One way to avoid the “directory death” is by adding unique content such as user comments, ratings, editorial reviews etc. If the directory adds value to the content it is pointing to I personally begin to see the value of having it in search results.

Macro

5:29 pm on May 16, 2004 (gmt 0)

WebmasterWorld Senior Member 10+ Year Member



Mikkel, I see your point exactly. The act of spamming search engines itself may not be illegal. But put a good lawyer on to it and he'll probably find several illegal acts in stanley's use of "my" content. For example he may well argue that using 1000 snippets of information from my site is not fair use. (There's a spin-off thread on the copyright issues). He could find other illegal acts including unauthorised use of my trademarked terms etc. So, I'm sorry, but the it's-not-illegal argument doesn't work with me.
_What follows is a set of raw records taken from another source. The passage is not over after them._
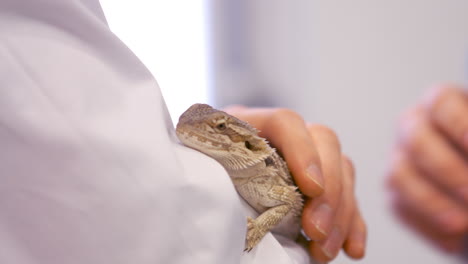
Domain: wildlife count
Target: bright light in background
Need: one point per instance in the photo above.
(170, 38)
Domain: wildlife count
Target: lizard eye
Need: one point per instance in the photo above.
(248, 145)
(221, 126)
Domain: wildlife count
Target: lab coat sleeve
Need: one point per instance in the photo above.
(90, 171)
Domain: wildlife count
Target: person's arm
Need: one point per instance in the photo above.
(331, 219)
(429, 172)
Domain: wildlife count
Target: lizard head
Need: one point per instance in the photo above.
(232, 142)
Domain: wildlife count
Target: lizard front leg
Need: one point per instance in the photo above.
(281, 201)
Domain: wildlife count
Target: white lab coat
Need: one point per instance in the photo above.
(90, 170)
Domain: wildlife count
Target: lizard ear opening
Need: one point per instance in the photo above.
(255, 144)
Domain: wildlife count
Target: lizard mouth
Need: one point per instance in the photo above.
(197, 141)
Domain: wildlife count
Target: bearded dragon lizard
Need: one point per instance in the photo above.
(259, 174)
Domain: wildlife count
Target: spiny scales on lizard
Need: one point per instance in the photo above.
(259, 174)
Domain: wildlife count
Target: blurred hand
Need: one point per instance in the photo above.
(429, 172)
(331, 219)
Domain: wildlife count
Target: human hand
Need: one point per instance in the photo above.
(429, 172)
(323, 174)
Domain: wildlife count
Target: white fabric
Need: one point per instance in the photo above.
(90, 171)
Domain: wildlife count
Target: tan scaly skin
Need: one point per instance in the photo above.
(259, 174)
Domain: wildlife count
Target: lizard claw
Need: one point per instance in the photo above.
(254, 234)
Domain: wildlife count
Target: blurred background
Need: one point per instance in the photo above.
(352, 65)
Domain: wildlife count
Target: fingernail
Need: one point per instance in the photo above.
(463, 193)
(321, 218)
(314, 173)
(332, 245)
(358, 242)
(465, 141)
(451, 220)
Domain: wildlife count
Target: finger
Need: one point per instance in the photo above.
(329, 248)
(434, 156)
(448, 109)
(448, 243)
(355, 243)
(287, 131)
(422, 198)
(319, 214)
I may be happy for Google to post snippets of my content, and my trademark. But if I request them they'll take it off. In fact, I could block them putting it on in the first place by using a robots.txt. If he's taking it without permission, using it at his sole discretion to - contrary to Google's use - deny me traffic, I'm sure I can make out a case that he's acting illegally.
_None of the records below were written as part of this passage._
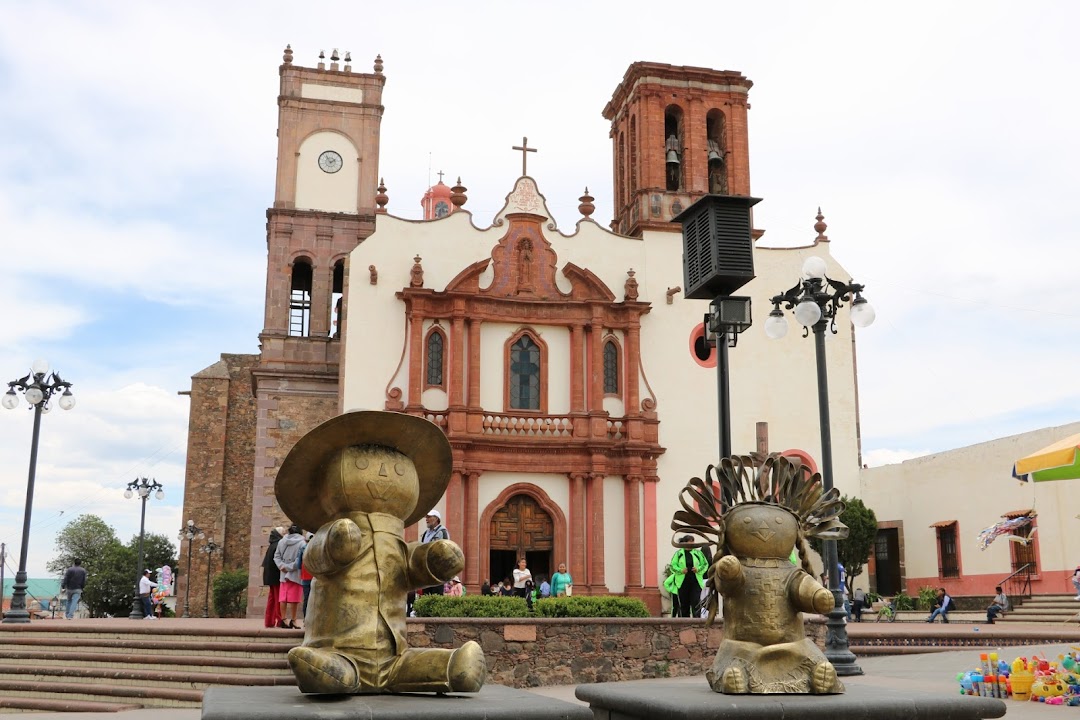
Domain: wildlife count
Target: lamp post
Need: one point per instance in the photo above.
(143, 487)
(815, 300)
(38, 388)
(210, 548)
(191, 532)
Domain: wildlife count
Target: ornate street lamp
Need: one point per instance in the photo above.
(815, 300)
(143, 487)
(210, 548)
(189, 532)
(38, 389)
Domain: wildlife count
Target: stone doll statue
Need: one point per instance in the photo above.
(767, 507)
(360, 478)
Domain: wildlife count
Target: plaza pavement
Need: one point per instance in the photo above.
(918, 673)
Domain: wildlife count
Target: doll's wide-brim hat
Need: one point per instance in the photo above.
(420, 439)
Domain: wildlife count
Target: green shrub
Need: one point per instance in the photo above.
(903, 601)
(928, 596)
(470, 606)
(595, 606)
(230, 594)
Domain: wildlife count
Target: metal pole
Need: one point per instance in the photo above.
(137, 605)
(187, 582)
(18, 612)
(210, 561)
(836, 636)
(723, 396)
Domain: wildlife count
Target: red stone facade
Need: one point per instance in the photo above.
(697, 105)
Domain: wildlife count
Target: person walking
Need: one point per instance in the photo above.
(998, 605)
(434, 531)
(291, 592)
(271, 578)
(687, 578)
(73, 583)
(562, 583)
(145, 587)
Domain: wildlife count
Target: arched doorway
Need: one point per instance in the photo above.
(521, 528)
Heck, a competitor put up a page on his site called Macro-trademark.htm. I served him a cease and desist and got him to remove it. What's stanley doing that's different?

Mikkel Svendsen

8:16 pm on May 16, 2004 (gmt 0)

10+ Year Member



Macro, I agree with you but I find it important that the two issues are seperated: Search engine spam does not have to be illegal to be determined spam by the engines and just because something is illegal does not automatically turn it into spam. It's two different issues.

paybacksa

2:31 pm on May 17, 2004 (gmt 0)

WebmasterWorld Senior Member 10+ Year Member Top Contributors Of The Month



You must be careful when you encourage the big SEs to collude on issues which are not based in law, and which involve economic sanctions against the public.

If G and Y collude on some standards for banning actions which are not illegal but merely impart an economic advantage to the more clever players (think gray SEO), a good lawyer can make the case for racketeering -- especially if G and Y make money as a result.

hutcheson

5:40 pm on May 17, 2004 (gmt 0)

WebmasterWorld Senior Member 10+ Year Member



paybacksa, when you start accusing other people of colluding -- without any evidence whatsoever -- you'd better be looking to the law on your own account.
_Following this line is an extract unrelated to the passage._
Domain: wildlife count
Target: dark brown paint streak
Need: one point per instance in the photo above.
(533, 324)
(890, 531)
Yahoo and Google independently received reports of abuse. (We know where at least one of each came from.) The abuse was of such a heinous kind that any search engine will have been constrained to put it on its list of proscribed activities. And Yahoo and Google both took the action that anyone concerned with integrity of search results would take. (Just as Yahoo and the ODP both refuse to list affiliate doorway sites -- although they wouldn't deign to collude on ANYTHING with us.)

WhenU, by the way, has for several weeks gloried in one of the larger subcategories in the ODP "Allegedly Unethical Firms" category. Is the ODP colluding with webmasterworld to expose unethical firms?

Antivirus programs right and left are busily recoding to detect and remove of WhenU. Collusion?

Is it collusion if lots of different state Attorney Generals investigate the same company for violations of privacy laws related to the illegal capture of information beyond what was described in the company's privacy policy?

Or is it just possibly in everyone's best interest to expose unethical and criminal behavior? Well, almost everyone. The criminal himself usually protests.